The teacher shortage isn’t just about how many teachers we have. It’s also about how hard it is to become one, especially for people who reflect the students in our classrooms and can create lessons that connect to their lives. For example, in San Mateo County, approximately 84% of teachers hold a clear teaching credential, meaning they’ve completed all the requirements to become a fully certified teacher. Even for those who want to become a teacher, the path is far from easy.
Since the COVID-19 pandemic, educators have shouldered even more, responding to heightened student needs while also facing growing mental health challenges of their own. Many are carrying the emotional weight of their students’ trauma while managing burnout, increased expectations, and systems that too often fail to support them.
All of this adds up to a lot of pressure on the classroom teachers and other educators who show up every day.

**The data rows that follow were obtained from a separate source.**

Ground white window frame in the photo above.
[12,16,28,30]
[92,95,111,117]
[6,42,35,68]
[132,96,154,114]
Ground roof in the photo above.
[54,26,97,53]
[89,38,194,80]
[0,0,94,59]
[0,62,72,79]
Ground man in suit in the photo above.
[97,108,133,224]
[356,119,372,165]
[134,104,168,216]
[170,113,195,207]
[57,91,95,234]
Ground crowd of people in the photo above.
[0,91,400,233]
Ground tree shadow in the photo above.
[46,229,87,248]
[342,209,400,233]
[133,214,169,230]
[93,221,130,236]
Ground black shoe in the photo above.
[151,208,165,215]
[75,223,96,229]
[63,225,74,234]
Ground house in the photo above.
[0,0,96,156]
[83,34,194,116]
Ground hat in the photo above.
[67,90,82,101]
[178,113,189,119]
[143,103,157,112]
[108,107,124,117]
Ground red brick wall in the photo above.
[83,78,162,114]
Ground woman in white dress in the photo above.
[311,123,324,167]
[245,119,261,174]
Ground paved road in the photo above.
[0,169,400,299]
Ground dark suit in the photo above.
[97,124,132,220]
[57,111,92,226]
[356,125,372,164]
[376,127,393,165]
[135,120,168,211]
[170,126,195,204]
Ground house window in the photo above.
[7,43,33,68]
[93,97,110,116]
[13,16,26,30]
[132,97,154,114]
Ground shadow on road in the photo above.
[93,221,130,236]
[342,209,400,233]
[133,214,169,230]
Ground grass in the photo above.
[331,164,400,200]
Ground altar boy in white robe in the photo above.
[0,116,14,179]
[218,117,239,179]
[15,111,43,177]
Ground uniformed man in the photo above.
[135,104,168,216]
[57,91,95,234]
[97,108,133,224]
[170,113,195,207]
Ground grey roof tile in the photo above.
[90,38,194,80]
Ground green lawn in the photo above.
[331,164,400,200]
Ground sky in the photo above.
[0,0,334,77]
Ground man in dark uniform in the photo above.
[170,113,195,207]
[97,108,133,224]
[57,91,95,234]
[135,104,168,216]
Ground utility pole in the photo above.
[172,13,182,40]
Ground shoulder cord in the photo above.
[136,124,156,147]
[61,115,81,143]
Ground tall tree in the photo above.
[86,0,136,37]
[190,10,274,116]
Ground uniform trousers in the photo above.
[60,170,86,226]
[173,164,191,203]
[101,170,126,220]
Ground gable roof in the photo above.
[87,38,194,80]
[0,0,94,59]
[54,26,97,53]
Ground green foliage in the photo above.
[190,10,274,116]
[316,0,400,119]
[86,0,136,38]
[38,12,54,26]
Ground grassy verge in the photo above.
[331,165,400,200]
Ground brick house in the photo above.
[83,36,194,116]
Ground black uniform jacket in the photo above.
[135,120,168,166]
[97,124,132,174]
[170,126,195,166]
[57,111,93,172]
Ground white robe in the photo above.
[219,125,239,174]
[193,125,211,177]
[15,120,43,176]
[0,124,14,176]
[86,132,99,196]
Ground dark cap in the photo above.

If we truly want to appreciate teachers, we have to do more than offer praise — we must invest in their well-being, sustainability and the conditions they need to thrive.
When we lift up teachers, we help students thrive, too.
This Teacher Appreciation Week, let’s do more than just say “thank you.” Let’s fight for policies that reflect our gratitude and the real complexity of teaching — and give educators the resources, respect and autonomy they deserve.
Let’s remember that strong schools are built by people who stay, who serve and who never stop learning. People who see teaching not as a detour but as a deep, enduring commitment to students and to justice.
And if we truly believe in every child’s potential, we must believe in and stand beside the teachers who show up daily to help them realize it.
Héctor Camacho is executive director at the San Mateo County Office of Education. He served for 16 years as a classroom teacher and counselor.